Dunque non solo il ministro ha nascosto agli inquirenti l'esistenza di questa telefonata, ma ha pure mentito dicendo di non aver avuto altri contatti con la famiglia dopo la telefonata di due giorni prima con Antonino Ligresti. E come se non bastasse, sempre dai tabulati di quest'ultimo, sono spuntate almeno altre sei telefonate, tra la fine di luglio e i primi di agosto, cioè dopo la famosa telefonata di "solidarietà" e di promesse di "interessamento" alla Fragni, tra Antonino Ligresti e il marito della Cancellieri, Sebastiano Peluso.

C'è n'è insomma più che abbastanza perché la Cancellieri si debba dimettere immediatamente, altro che assoluzione!

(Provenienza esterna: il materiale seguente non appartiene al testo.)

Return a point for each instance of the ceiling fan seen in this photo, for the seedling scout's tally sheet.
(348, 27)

Tanto più che dopo le rivelazioni sui tabulati telefonici è stata tirata in ballo per qualche giorno perfino l'ipotesi di una sua iscrizione sul registro degli indagati per falsa testimonianza dalla procura di Torino. Una decisione che Caselli ha poi preferito rinviare per competenza alla procura di Roma, con la formula pilatesca che l'ipotesi richiede "approfondimenti". Una formula che comunque aggiunge alla gravità politica del caso, la quale era evidente fin dall'inizio, anche un rilievo penale che fino ad oggi era stato frettolosamente escluso da tutti, compreso lo stesso Caselli.

Il "mal di pancia" nel PD

Malgrado la sua posizione si sia fatta ormai insostenibile, Napolitano e Letta continuano a blindare il ministro, dopo aver concordato con lei il testo di una lettera in cui spergiura di non aver mentito e di rifiutare "qualunque sospetto sulla correttezza" del suo operato e "sul rispetto delle regole come cittadina e come ministro": "L'azione di governo avviata dal ministro prosegua", ha sentenziato Napolitano ansioso per la sorte del governo e del provvedimento di amnistia in mano alla Cancellieri che gli serve per rabbonire Berlusconi e salvare le "larghe intese". "Non c'è nulla da aggiungere a quanto è stato già detto, la posizione di sostegno da parte di Letta rimane immutata e il ministro è e resta al lavoro", gli hanno fatto eco da Palazzo Chigi.

Ma le nuove rivelazioni sulle telefonate ai Ligresti stanno provocando seri problemi al PD, che deve fare i conti con un crescente sdegno nella sua base e disagio perfino tra gli stessi suoi parlamentari, in vista del voto del 20 novembre sulla mozione di sfiducia del M5S. Tanto che gli stessi candidati in lizza per la segreteria, da Renzi a Cuperlo e Pittella, invitano in un modo o nell'altro il ministro a farsi spontaneamente da parte, mentre Civati ha deciso di presentare addirittura una propria mozione di sfiducia firmata anche da Casson e Puppato.

Non è perciò da escludersi che, in queste ore che precedono la votazione alla Camera, Cancellieri venga convinta a rassegnare "spontaneamente" le sue dimissioni, anche per evitare una spaccatura nel PD e una sua bocciatura in aula che metterebbe in grave difficoltà il governo, già alle prese con i contraccolpi della spaccatura nel PDL sulla sua trasformazione in Forza Italia. Se poi ci fosse un'altra assoluzione del ministro, con il solito soccorso "con mal di pancia" da parte del PD, sarebbe solo un altro vergognoso inciucio di stampo democristiano nell'ambito delle "larghe intese" benedette e blindate dal nuovo Vittorio Emanuele III, Napolitano.